Adelantándonos a la gala inaugural, pudimos ver en un pase de prensa matinal la primera cinta de la Sección Oficial del Festival de Cine Europeo de Sevilla. Filme elegido por la organización para el arranque por todo lo alto, seguramente debido al tirón que supone disponer de la última película de Jacques Audiard entre las ofertas de este, cada vez más prestigioso, certamen.

En París, distrito 13, cuatro personajes, tres mujeres y un hombre, de distintas nacionalidades, razas e inclinaciones sexuales se relacionan entre sí por distintos motivos (compañeros de piso, de trabajo o conocidos por un equívoco en las redes sociales), formando una serie de triángulos que cambiarán sus vidas para siempre. Una trama muy bien entrelazada si tenemos en cuenta que es el resultado de haber adaptado tres historias independientes del novelista gráfico Adrian Tomine.  

La nueva película del veterano cineasta francés se nos antoja que comenzó como un divertimento ⸺«siempre quise hacer una comedia romántica», ha confesado Audiard⸺, pero que en manos del avezado director de thrillers y cine negro, se ha convertido en un drama con cierto suspense por ver cómo terminan cada uno de los hilos. Es verdad que la típica estructura de comedia, chico-conoce a chica-se enamoran-se pelean-y se reconcilian, es en la que se apoya al menos una de las subtramas de este largometraje de vidas cruzadas. 

Una cinta en la que el cineasta galo ha bajado a la realidad del blanco y negro abandonando el colorido del polar por el que es conocido.

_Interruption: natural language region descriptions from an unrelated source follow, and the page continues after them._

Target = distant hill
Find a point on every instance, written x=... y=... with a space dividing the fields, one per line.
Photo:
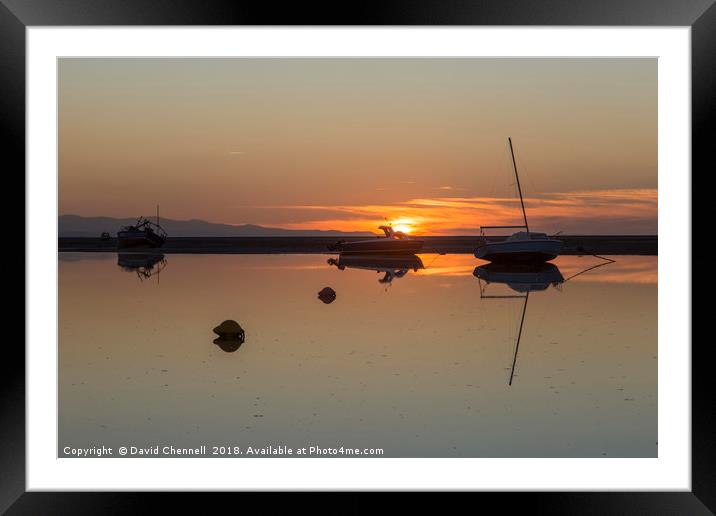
x=77 y=226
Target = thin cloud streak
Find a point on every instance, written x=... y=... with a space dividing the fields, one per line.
x=620 y=211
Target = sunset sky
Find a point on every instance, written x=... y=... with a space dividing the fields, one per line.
x=344 y=143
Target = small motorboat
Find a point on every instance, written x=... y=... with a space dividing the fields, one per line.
x=523 y=246
x=143 y=233
x=393 y=266
x=394 y=242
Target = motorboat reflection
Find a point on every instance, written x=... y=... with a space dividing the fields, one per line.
x=144 y=265
x=392 y=266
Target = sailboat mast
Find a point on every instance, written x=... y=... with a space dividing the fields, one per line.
x=519 y=188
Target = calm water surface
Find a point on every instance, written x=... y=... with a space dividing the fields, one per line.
x=419 y=366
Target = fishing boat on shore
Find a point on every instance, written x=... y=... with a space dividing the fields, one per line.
x=523 y=246
x=142 y=234
x=394 y=242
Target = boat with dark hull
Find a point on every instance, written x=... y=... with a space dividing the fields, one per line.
x=394 y=242
x=523 y=246
x=393 y=266
x=143 y=234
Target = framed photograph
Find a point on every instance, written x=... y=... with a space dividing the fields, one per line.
x=429 y=248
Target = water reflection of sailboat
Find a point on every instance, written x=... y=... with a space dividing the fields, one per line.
x=524 y=278
x=520 y=278
x=393 y=266
x=145 y=265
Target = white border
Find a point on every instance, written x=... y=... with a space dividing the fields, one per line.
x=672 y=470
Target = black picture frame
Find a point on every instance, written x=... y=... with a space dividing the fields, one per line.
x=17 y=15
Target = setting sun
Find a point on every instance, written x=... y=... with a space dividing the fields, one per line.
x=405 y=228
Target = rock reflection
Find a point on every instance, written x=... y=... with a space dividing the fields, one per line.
x=231 y=336
x=327 y=295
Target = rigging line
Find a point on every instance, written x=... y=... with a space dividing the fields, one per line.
x=606 y=262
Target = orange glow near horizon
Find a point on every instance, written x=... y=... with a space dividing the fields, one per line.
x=567 y=212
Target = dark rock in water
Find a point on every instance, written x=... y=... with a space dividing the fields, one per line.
x=229 y=344
x=231 y=336
x=327 y=295
x=230 y=329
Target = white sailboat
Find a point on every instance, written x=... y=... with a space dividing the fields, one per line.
x=523 y=246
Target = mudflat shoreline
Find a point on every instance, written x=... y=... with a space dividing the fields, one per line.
x=573 y=245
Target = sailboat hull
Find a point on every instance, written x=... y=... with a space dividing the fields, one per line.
x=521 y=251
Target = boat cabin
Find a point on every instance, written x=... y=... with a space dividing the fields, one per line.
x=390 y=233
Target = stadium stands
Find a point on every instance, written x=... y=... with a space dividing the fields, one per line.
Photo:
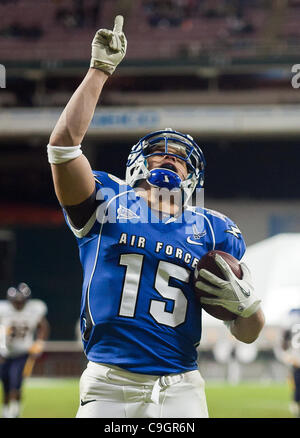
x=52 y=30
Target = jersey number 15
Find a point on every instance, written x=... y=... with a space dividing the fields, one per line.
x=157 y=309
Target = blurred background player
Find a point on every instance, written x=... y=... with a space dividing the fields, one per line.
x=140 y=322
x=23 y=330
x=290 y=355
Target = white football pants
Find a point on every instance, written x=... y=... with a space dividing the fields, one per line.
x=110 y=392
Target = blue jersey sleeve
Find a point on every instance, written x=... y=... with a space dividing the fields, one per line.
x=107 y=188
x=227 y=235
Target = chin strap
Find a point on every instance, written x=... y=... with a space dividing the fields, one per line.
x=164 y=178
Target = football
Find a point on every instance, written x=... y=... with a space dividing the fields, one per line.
x=208 y=262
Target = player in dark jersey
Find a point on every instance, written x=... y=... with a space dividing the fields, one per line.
x=139 y=242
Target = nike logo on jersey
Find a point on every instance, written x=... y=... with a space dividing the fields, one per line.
x=189 y=240
x=125 y=213
x=82 y=403
x=197 y=236
x=235 y=231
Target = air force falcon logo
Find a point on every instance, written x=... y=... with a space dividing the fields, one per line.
x=197 y=236
x=235 y=231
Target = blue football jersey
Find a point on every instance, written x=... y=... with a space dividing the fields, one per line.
x=138 y=307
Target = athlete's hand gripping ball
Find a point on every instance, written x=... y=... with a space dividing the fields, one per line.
x=109 y=47
x=234 y=294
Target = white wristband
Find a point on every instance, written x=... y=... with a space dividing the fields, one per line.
x=62 y=154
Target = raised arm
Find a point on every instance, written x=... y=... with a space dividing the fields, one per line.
x=71 y=171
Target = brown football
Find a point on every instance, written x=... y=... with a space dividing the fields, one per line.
x=208 y=262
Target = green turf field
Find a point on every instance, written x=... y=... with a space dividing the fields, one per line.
x=58 y=398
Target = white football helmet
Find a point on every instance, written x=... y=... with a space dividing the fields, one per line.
x=188 y=151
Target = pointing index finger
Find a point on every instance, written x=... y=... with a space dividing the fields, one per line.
x=118 y=26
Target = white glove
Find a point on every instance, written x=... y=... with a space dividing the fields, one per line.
x=234 y=294
x=109 y=47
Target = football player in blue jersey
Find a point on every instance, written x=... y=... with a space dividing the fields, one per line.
x=140 y=321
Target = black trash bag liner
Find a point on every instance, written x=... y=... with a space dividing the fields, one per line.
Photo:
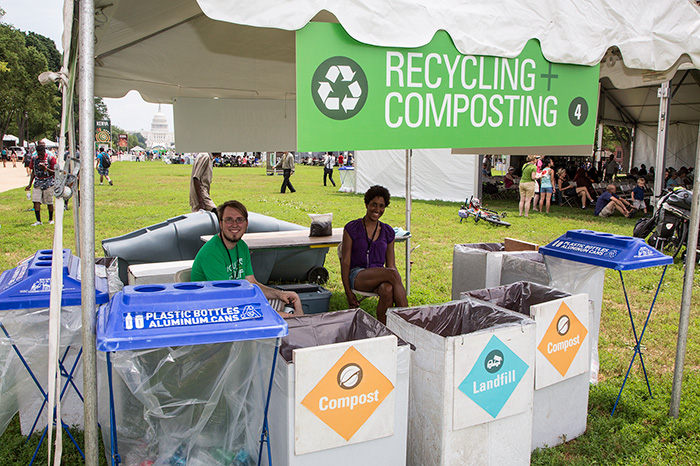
x=331 y=327
x=519 y=296
x=458 y=317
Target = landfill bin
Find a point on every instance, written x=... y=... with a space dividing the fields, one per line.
x=184 y=372
x=340 y=393
x=471 y=383
x=477 y=266
x=24 y=331
x=314 y=298
x=560 y=403
x=524 y=265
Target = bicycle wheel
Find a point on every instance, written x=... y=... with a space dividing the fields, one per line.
x=496 y=221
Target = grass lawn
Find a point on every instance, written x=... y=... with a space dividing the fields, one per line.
x=640 y=433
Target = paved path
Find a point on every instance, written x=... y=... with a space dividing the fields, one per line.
x=11 y=178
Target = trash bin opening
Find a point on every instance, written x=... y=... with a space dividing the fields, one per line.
x=491 y=247
x=149 y=288
x=458 y=317
x=331 y=327
x=518 y=296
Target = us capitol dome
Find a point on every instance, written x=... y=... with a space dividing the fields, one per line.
x=159 y=137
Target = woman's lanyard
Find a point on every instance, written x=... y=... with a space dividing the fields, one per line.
x=230 y=261
x=369 y=240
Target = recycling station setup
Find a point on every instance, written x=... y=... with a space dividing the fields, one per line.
x=562 y=353
x=188 y=371
x=605 y=250
x=24 y=343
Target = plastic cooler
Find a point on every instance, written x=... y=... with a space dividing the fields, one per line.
x=186 y=372
x=24 y=331
x=314 y=298
x=471 y=383
x=560 y=403
x=340 y=393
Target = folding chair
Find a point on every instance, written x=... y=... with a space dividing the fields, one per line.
x=362 y=294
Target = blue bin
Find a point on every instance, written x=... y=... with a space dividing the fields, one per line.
x=185 y=373
x=24 y=329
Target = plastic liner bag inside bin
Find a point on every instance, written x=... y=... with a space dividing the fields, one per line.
x=28 y=330
x=328 y=358
x=562 y=354
x=474 y=266
x=198 y=405
x=471 y=383
x=524 y=265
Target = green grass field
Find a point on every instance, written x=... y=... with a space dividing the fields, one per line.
x=640 y=433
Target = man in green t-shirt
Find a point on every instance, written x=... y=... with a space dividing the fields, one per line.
x=227 y=257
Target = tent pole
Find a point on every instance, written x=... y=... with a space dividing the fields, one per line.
x=86 y=76
x=664 y=110
x=409 y=154
x=686 y=297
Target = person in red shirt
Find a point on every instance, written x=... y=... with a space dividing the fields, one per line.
x=42 y=168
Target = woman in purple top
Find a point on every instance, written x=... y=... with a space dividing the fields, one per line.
x=368 y=262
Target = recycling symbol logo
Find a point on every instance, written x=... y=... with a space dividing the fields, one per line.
x=339 y=88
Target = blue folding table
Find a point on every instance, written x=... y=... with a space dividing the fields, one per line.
x=189 y=359
x=24 y=320
x=618 y=253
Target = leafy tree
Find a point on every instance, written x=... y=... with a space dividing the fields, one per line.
x=26 y=106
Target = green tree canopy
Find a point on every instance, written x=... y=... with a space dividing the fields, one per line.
x=26 y=106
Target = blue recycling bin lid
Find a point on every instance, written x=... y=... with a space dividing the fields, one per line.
x=605 y=250
x=186 y=314
x=28 y=285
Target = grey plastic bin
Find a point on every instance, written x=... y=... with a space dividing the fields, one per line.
x=560 y=406
x=471 y=383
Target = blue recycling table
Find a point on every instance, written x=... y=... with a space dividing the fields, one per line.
x=24 y=299
x=186 y=314
x=618 y=253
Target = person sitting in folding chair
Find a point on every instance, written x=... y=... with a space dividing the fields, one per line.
x=368 y=245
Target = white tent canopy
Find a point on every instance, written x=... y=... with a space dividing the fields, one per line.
x=238 y=51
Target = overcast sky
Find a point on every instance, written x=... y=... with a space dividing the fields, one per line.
x=46 y=18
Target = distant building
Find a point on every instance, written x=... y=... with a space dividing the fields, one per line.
x=159 y=137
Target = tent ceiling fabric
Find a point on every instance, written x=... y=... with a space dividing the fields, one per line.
x=641 y=105
x=245 y=49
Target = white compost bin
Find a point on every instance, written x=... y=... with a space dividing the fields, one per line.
x=560 y=406
x=471 y=383
x=340 y=395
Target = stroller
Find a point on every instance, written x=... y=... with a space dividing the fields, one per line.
x=667 y=230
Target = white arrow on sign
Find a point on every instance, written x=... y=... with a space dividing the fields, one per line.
x=324 y=90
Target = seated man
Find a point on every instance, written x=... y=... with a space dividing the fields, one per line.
x=608 y=201
x=226 y=256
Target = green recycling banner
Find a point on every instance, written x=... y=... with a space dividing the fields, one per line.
x=355 y=96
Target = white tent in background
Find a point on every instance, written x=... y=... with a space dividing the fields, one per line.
x=229 y=66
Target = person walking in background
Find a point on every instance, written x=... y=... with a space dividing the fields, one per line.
x=328 y=163
x=638 y=196
x=200 y=182
x=287 y=164
x=104 y=161
x=527 y=185
x=42 y=167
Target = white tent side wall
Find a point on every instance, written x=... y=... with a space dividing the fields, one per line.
x=437 y=173
x=680 y=149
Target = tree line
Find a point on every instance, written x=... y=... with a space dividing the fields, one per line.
x=28 y=109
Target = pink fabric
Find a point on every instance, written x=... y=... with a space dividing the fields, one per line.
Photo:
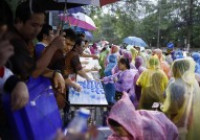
x=163 y=64
x=126 y=54
x=125 y=81
x=77 y=22
x=142 y=124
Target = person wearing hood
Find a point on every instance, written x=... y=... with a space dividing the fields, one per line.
x=134 y=53
x=110 y=87
x=183 y=99
x=139 y=66
x=148 y=80
x=163 y=64
x=123 y=80
x=196 y=57
x=102 y=60
x=127 y=123
x=126 y=54
x=94 y=49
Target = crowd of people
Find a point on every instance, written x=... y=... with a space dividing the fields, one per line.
x=151 y=94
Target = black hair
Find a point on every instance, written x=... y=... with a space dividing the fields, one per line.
x=113 y=123
x=79 y=41
x=24 y=12
x=70 y=34
x=81 y=35
x=45 y=31
x=6 y=16
x=21 y=63
x=126 y=62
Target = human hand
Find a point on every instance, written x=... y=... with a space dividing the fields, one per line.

Porque la expresividad del cine monocromático le viene muy bien a una trama realista de un espacio parisino multirracial como es Les Olympiades (así llaman al distrito 13, un conjunto de rascacielos de los años 70 conocido como el barrio chino más grande de Europa). De hecho, la única escena en color es aquella en la que uno de los personajes actúa mientras trabaja en su falso mundo de fantasías sexuales.

Buena película, por tanto, de un director que sorprende con un hábil cambio de registro para proponer una historia de intensas relaciones ⸺más intensas para unos que para otros⸺, con una cámara al servicio de los personajes cuando, gracias a la magia del cine, como ayuda a la contemplación, el director dilata el tiempo mientras fotografía a blancos, negros, amarillos, homosexuales, bisexuales o heterosexuales, es decir, a humanos. Personas que tienen una cosa en común: todos huyen de la soledad que caracteriza el mundo actual. 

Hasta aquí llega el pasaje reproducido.